Angie interjected: “HE COULD BE RIGHT, IT WORKED UPSTAIRS.”
Mal smirked. “WITH A LITTLE HELP FROM A FEW BARRELS OF EXPLOSIVE LIQUIDS.”
Def C laughed: “HA! TRUE. BUT UP THERE WE WERE DEALING WITH SOLID CONCRETE. THIS IS OLD MORTAR, NOT VERY HARD TO BREAK DOWN.”
Rocks said: “YES, ON THE OTHER HAND, WE MIGHT NOT BE ABLE TO WEAKEN THE BINDING AND THE CONCRETE.”
Def C countered: “ON THE OTHER OTHER HAND, BRICKS MIGHT JUST TUMBLE AWAY WITHOUT MUCH EFFORT ON OUR PART.”
Mal interrupted, shouting: “ENOUGH! EXECUTIVE DECISION: WE’RE DOING THIS.”
Team Demon started again, as they had on the floor above. They cranked up their strength and heat and hatred and blasted fire and smoke and ashes out of all of their orifices: noses, ears, mouths, and asses.
The combined flames created a giant devilish flamethrower that exploded around and in the opening.
Down at the end of the “Z” passageway, the group stopped talking and just listened.
“It’s a furnace,” Marjorie Morningbar said (so named for her habit in her previous life of only eating chocolate bars for breakfast). “Headed our way.”
“No, it’s hellfire,” Helena said, her face stony.
The flames came powerfully; they roared down the passage, a raging warehouse fire. Ten feet closer to them, twenty feet, fifty.
“Oh freak!” Malcolm S said. “Our fate is to be fried food, fit for feasting!”
But the flames came no further.
“What happened?” Malcolm S. said, tilting his head to one side. “The flames kept getting closer and closer, growing louder. I don’t think it’s making any more progress . . .”
“It’s stopped for some reason,” Helena said. “I guess that’s as far as they could send their hellish flames?”
“No,” Timmy Jimmy said. “It’s the ‘Z.’”
“The what?”
“The zigzag in the passageway, remember? The Z shape. The flames are trapped in the switchback and can’t get through it.”
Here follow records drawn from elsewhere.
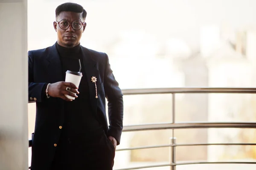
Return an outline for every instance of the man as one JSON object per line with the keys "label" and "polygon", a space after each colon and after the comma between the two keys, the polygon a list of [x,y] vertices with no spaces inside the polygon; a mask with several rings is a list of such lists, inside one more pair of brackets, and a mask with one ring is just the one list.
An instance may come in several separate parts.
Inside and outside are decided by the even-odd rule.
{"label": "man", "polygon": [[[86,26],[83,8],[67,3],[55,13],[57,42],[28,53],[29,98],[37,107],[31,170],[112,170],[122,129],[122,92],[108,55],[80,44]],[[79,71],[79,60],[82,77],[77,87],[64,81],[67,70]]]}

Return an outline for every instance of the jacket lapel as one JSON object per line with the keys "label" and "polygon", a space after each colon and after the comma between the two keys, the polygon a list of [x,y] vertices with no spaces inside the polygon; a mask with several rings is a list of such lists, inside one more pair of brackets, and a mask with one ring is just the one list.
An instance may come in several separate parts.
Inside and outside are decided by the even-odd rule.
{"label": "jacket lapel", "polygon": [[[96,62],[93,59],[90,52],[86,48],[81,46],[83,62],[84,67],[85,73],[83,73],[83,76],[86,76],[89,85],[90,91],[90,102],[93,109],[96,114],[97,114],[97,107],[98,98],[96,97],[96,87],[95,83],[92,81],[93,77],[97,78],[96,86],[97,88],[97,95],[99,95],[99,70],[96,68]],[[85,74],[84,74],[85,73]]]}
{"label": "jacket lapel", "polygon": [[50,47],[46,58],[48,61],[47,70],[51,83],[63,81],[61,60],[57,50],[56,43]]}

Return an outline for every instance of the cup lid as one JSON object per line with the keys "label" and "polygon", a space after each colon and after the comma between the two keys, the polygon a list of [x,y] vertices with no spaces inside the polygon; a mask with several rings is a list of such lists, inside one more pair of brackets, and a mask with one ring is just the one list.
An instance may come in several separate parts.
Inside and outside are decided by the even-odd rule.
{"label": "cup lid", "polygon": [[82,74],[81,72],[73,72],[73,71],[67,70],[66,72],[66,73],[71,74],[72,75],[79,75],[80,76],[82,76],[83,74]]}

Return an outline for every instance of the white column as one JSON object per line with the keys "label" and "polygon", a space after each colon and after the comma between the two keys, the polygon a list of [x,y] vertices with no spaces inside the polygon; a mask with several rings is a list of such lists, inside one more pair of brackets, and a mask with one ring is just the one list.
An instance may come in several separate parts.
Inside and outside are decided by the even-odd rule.
{"label": "white column", "polygon": [[1,170],[28,168],[27,17],[27,0],[0,0]]}

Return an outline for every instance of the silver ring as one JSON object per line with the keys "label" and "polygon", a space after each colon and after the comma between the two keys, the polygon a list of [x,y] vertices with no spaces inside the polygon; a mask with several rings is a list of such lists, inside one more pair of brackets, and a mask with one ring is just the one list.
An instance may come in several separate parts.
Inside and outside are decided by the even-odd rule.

“Yes! You’re right. Now I understand why they built the ‘Z’: in case of a fire or explosion, people working down at the end of this passageway would not be harmed.”
“We’re saved,” Marjorie said, beaming.
“For now,” said Timmy Jimmy, his voice sinking. He shook his head, staring at the ground and frowning. “They’ll get to us. They’ve got nothing better to do, and we’ve got nowhere to go. All of us—demons and humans—we have all the time in the world.”
He drooped back against the locked door. When he did, the door moved, just a hair, exposing a small crack between the door and the frame.
Through this slight separation streamed the first sign of light some of them had seen in weeks.
Sunlight!
CRASH AND BURN
Beyond the thunder room, where the flames and heat pounded at the walls within walls of the “Z” formati
on in the narrow passageway, where the last of the survivors huddled near the rusted metal door, the demons huffed and puffed and blasted firestorms out of their butts.65
Mal gave the “cut” signal, passing his hand repeatedly across his neck like a dagger. “ENOUGH! I’M NOT HEARING ANY SQUEALING. WHICH MEANS THEY ARE, FOR WHATEVER REASON, BEYOND OUR REACH.”
The rest of the demons cut off their fire supply. Now only wisps of black smoke and ashes flowed from their orifices.
Adjusting her six breasts, which had flopped in all directions from her all-out effort, Angie questioned him, not without a little sarcasm: “WHAT DO YOU SUGGEST, O MIGHTY ONE?”
Mal slapped at the bricks with three of his hands. The bricks flew apart, turning to scrap and dust. He spoke: “SEEMS TO ME, THIS STRUCTURE IS COMPROMISED. LOOK AT THE BRICKS; THEY ARE THE TEETH OF A HOMELESS MAN, JUST BARELY HANGING ON. THE MORTAR, TOO. . .”
Mal scraped at it with one yellowed fingernail claw, as if scratching at dried soap. Next, Rocks strode up to the opening and threw his full weight against one side like a defensive tackle. The entire wall crumbled to bits.
Then Mal said with a gleeful smile stretched across his cracked and bleeding lips:
“WE ARE GOING IN! EVERYONE PICK A WALL AND MAKE IT FALL.”
Team Demon were wrecking balls; smashing, crashing, jumping, punching, kicking. They jackhammered their way down the passageway, taking down walls as they moved. A demonic earth-drill,66 moving at about ten yards, or thirty feet, per minute. At this rate, they would reach their intended victims in less than twenty minutes.
Def C giggled as he called out to the captives.
“HEEEEEEERE’S JOHNNY!”
Down at the end of the long hall, a chill ran up Timmy Jimmy’s spine.